European Employment Law Cases

Case Reports

2016/10 Associative victimisation claim allowed to proceed (UK)

Keywords associative victimisation, degree of association required in associative discrimination, no reasonable prospect of success
Authors Anna Bond
Author's information

294475 Anna Bond
Anna Bond is an associate at Lewis Silkin LLP: www.lewissilkin.com.
  • Abstract

      The Employment Appeal Tribunal (‘EAT’) has allowed a claim of ‘associative victimisation’ to proceed, reversing an Employment Tribunal (‘ET’) judge’s decision to strike it out. Victimisation occurs where someone is subjected to a detriment because of a ‘protected act’ (such as alleging discrimination). In this case, the claimant claimed he had been subjected to a detriment because someone else associated with him had alleged discrimination.
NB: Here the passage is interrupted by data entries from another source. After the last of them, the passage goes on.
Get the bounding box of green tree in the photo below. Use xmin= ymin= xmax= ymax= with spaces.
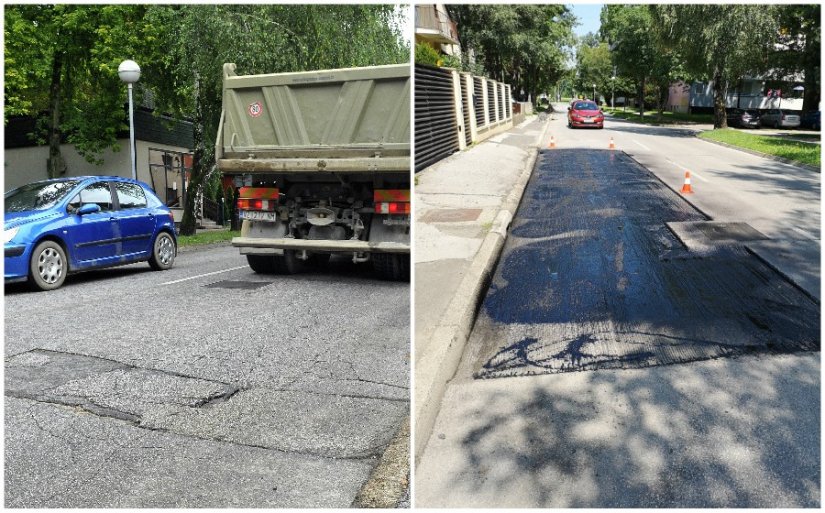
xmin=4 ymin=5 xmax=158 ymax=177
xmin=600 ymin=5 xmax=687 ymax=119
xmin=771 ymin=4 xmax=820 ymax=112
xmin=652 ymin=5 xmax=778 ymax=128
xmin=574 ymin=36 xmax=612 ymax=103
xmin=447 ymin=5 xmax=575 ymax=104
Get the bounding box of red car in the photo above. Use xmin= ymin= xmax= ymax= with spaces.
xmin=567 ymin=100 xmax=604 ymax=129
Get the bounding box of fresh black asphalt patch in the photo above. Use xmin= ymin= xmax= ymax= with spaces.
xmin=473 ymin=149 xmax=820 ymax=379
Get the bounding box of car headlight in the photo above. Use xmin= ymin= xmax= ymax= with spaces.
xmin=4 ymin=227 xmax=19 ymax=244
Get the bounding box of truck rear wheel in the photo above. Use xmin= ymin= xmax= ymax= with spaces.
xmin=373 ymin=253 xmax=409 ymax=281
xmin=272 ymin=250 xmax=306 ymax=274
xmin=247 ymin=254 xmax=276 ymax=273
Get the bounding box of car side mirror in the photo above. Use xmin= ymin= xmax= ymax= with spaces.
xmin=77 ymin=204 xmax=101 ymax=216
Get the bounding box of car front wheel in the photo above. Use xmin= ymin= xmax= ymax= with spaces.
xmin=149 ymin=232 xmax=176 ymax=270
xmin=29 ymin=240 xmax=67 ymax=291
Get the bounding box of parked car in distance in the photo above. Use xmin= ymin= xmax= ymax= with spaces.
xmin=800 ymin=110 xmax=820 ymax=130
xmin=726 ymin=108 xmax=761 ymax=128
xmin=568 ymin=100 xmax=604 ymax=129
xmin=760 ymin=109 xmax=801 ymax=129
xmin=5 ymin=176 xmax=177 ymax=291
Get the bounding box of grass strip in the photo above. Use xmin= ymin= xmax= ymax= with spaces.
xmin=177 ymin=229 xmax=239 ymax=247
xmin=698 ymin=128 xmax=820 ymax=167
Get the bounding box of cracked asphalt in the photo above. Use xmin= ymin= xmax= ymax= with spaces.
xmin=4 ymin=244 xmax=410 ymax=507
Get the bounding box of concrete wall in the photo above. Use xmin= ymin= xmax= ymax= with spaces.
xmin=4 ymin=139 xmax=190 ymax=191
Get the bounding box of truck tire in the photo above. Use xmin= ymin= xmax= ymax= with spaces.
xmin=247 ymin=254 xmax=277 ymax=273
xmin=373 ymin=253 xmax=409 ymax=281
xmin=272 ymin=250 xmax=306 ymax=274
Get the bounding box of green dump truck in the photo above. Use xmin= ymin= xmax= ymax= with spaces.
xmin=217 ymin=63 xmax=410 ymax=280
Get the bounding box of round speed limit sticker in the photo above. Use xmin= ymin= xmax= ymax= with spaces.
xmin=248 ymin=101 xmax=263 ymax=118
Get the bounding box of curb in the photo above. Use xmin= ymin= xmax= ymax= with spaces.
xmin=352 ymin=417 xmax=410 ymax=508
xmin=413 ymin=118 xmax=550 ymax=465
xmin=695 ymin=135 xmax=820 ymax=173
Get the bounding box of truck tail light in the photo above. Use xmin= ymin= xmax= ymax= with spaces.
xmin=237 ymin=198 xmax=276 ymax=211
xmin=237 ymin=187 xmax=279 ymax=211
xmin=375 ymin=202 xmax=410 ymax=214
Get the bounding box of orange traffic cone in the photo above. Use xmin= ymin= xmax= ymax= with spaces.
xmin=680 ymin=171 xmax=693 ymax=194
xmin=549 ymin=135 xmax=556 ymax=149
xmin=609 ymin=137 xmax=615 ymax=150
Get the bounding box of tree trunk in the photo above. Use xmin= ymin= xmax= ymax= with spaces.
xmin=638 ymin=77 xmax=645 ymax=117
xmin=712 ymin=71 xmax=728 ymax=129
xmin=47 ymin=52 xmax=67 ymax=178
xmin=802 ymin=25 xmax=819 ymax=112
xmin=180 ymin=78 xmax=204 ymax=236
xmin=656 ymin=86 xmax=665 ymax=123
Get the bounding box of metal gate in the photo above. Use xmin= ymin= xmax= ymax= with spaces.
xmin=415 ymin=64 xmax=459 ymax=172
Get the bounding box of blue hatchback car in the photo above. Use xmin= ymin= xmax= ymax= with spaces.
xmin=5 ymin=176 xmax=177 ymax=291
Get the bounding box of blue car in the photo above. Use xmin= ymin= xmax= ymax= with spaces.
xmin=5 ymin=176 xmax=177 ymax=291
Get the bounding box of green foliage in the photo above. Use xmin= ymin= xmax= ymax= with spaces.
xmin=415 ymin=43 xmax=441 ymax=66
xmin=651 ymin=5 xmax=779 ymax=127
xmin=448 ymin=5 xmax=575 ymax=103
xmin=771 ymin=4 xmax=820 ymax=111
xmin=600 ymin=5 xmax=689 ymax=116
xmin=574 ymin=38 xmax=612 ymax=100
xmin=4 ymin=5 xmax=159 ymax=164
xmin=439 ymin=54 xmax=462 ymax=70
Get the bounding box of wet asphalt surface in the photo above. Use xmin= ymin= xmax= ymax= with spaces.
xmin=5 ymin=245 xmax=409 ymax=507
xmin=473 ymin=148 xmax=820 ymax=378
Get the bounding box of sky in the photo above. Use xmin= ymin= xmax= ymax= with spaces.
xmin=570 ymin=3 xmax=604 ymax=38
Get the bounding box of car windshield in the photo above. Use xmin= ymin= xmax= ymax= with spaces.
xmin=574 ymin=102 xmax=598 ymax=110
xmin=4 ymin=180 xmax=80 ymax=213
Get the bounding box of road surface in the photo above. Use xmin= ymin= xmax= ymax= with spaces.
xmin=5 ymin=244 xmax=410 ymax=507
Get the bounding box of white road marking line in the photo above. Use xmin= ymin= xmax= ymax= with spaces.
xmin=162 ymin=265 xmax=249 ymax=285
xmin=666 ymin=158 xmax=709 ymax=182
xmin=791 ymin=227 xmax=820 ymax=241
xmin=632 ymin=139 xmax=651 ymax=151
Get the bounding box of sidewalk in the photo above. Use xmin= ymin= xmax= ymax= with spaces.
xmin=414 ymin=115 xmax=549 ymax=461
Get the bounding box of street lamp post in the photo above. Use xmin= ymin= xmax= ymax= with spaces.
xmin=611 ymin=75 xmax=616 ymax=109
xmin=593 ymin=84 xmax=597 ymax=104
xmin=118 ymin=60 xmax=141 ymax=181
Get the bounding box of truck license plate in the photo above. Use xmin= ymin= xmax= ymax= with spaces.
xmin=240 ymin=210 xmax=278 ymax=222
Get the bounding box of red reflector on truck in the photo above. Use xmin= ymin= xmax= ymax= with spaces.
xmin=374 ymin=189 xmax=410 ymax=202
xmin=375 ymin=202 xmax=410 ymax=214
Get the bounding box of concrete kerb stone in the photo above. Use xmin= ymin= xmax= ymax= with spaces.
xmin=413 ymin=117 xmax=551 ymax=464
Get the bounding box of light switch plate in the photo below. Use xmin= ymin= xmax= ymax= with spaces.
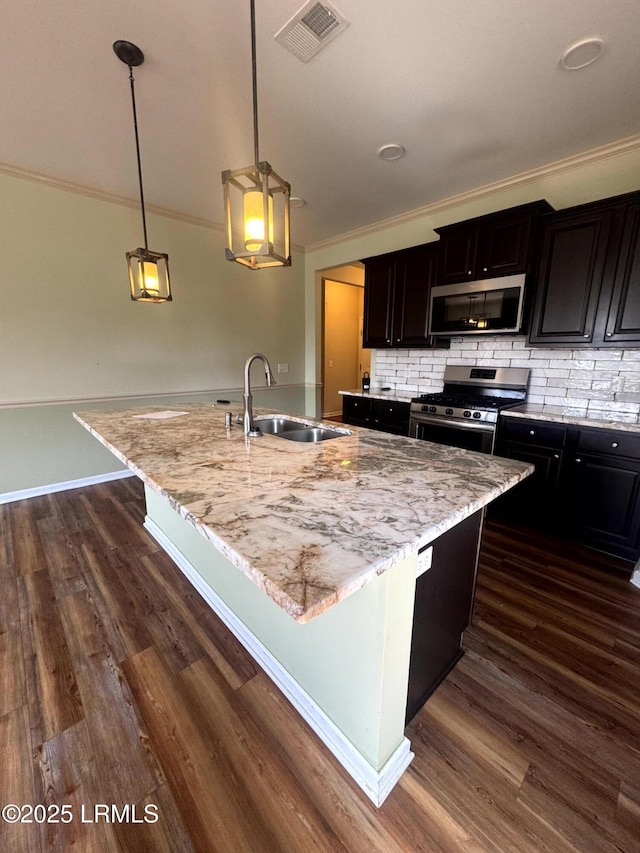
xmin=277 ymin=363 xmax=289 ymax=374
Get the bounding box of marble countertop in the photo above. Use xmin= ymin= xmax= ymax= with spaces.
xmin=339 ymin=389 xmax=413 ymax=403
xmin=502 ymin=404 xmax=640 ymax=434
xmin=74 ymin=404 xmax=532 ymax=623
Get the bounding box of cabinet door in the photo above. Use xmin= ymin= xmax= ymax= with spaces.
xmin=566 ymin=452 xmax=640 ymax=561
xmin=370 ymin=399 xmax=410 ymax=435
xmin=602 ymin=200 xmax=640 ymax=343
xmin=478 ymin=209 xmax=535 ymax=278
xmin=362 ymin=256 xmax=395 ymax=348
xmin=529 ymin=208 xmax=613 ymax=345
xmin=491 ymin=441 xmax=563 ymax=526
xmin=342 ymin=395 xmax=371 ymax=427
xmin=393 ymin=244 xmax=438 ymax=347
xmin=436 ymin=226 xmax=477 ymax=285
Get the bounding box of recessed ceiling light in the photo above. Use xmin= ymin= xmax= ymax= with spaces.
xmin=377 ymin=143 xmax=405 ymax=161
xmin=559 ymin=37 xmax=604 ymax=70
xmin=290 ymin=197 xmax=306 ymax=208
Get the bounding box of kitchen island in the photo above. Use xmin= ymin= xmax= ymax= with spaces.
xmin=74 ymin=403 xmax=532 ymax=804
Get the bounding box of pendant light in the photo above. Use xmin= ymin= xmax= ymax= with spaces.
xmin=113 ymin=40 xmax=172 ymax=302
xmin=222 ymin=0 xmax=291 ymax=269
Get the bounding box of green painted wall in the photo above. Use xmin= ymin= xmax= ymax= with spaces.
xmin=0 ymin=172 xmax=305 ymax=494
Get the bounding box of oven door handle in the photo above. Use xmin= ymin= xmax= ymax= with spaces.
xmin=409 ymin=413 xmax=495 ymax=434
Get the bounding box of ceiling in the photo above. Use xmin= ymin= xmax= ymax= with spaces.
xmin=2 ymin=0 xmax=639 ymax=248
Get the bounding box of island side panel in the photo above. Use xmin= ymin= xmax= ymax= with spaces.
xmin=144 ymin=486 xmax=417 ymax=775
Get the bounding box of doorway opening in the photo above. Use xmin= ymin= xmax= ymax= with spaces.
xmin=321 ymin=263 xmax=370 ymax=420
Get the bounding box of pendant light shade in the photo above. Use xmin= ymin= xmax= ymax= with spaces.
xmin=222 ymin=1 xmax=291 ymax=269
xmin=114 ymin=40 xmax=172 ymax=302
xmin=126 ymin=248 xmax=171 ymax=303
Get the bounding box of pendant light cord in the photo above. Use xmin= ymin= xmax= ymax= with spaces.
xmin=128 ymin=65 xmax=149 ymax=251
xmin=250 ymin=0 xmax=260 ymax=167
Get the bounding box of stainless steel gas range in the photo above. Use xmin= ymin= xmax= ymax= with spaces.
xmin=409 ymin=365 xmax=529 ymax=454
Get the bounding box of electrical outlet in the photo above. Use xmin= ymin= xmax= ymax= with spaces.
xmin=277 ymin=363 xmax=289 ymax=374
xmin=328 ymin=360 xmax=333 ymax=368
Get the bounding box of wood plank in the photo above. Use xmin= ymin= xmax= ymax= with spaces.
xmin=33 ymin=719 xmax=119 ymax=853
xmin=112 ymin=783 xmax=196 ymax=853
xmin=237 ymin=672 xmax=409 ymax=853
xmin=0 ymin=705 xmax=40 ymax=853
xmin=0 ymin=502 xmax=15 ymax=575
xmin=11 ymin=500 xmax=48 ymax=576
xmin=79 ymin=542 xmax=153 ymax=663
xmin=122 ymin=646 xmax=285 ymax=853
xmin=141 ymin=550 xmax=259 ymax=689
xmin=0 ymin=576 xmax=26 ymax=718
xmin=180 ymin=657 xmax=344 ymax=852
xmin=419 ymin=688 xmax=530 ymax=790
xmin=73 ymin=649 xmax=161 ymax=808
xmin=37 ymin=514 xmax=87 ymax=598
xmin=617 ymin=782 xmax=640 ymax=838
xmin=18 ymin=569 xmax=84 ymax=745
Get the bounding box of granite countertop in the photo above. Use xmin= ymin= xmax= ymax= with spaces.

The second ET judge to hear the case held that there was not a close enough connection between the claimant and those who made the allegation of discrimination, and struck out the claim. The EAT held that the judge was wrong to find that Mr Thompson was required to show some particular relationship to the person whose protected act was relied upon, and in fact the association could be entirely in the mind of the employer. Association will be a question of fact in each case.
      This was the first case in the UK to find that it is possible to bring a claim of victimisation by association, and could represent a significant development in UK discrimination law.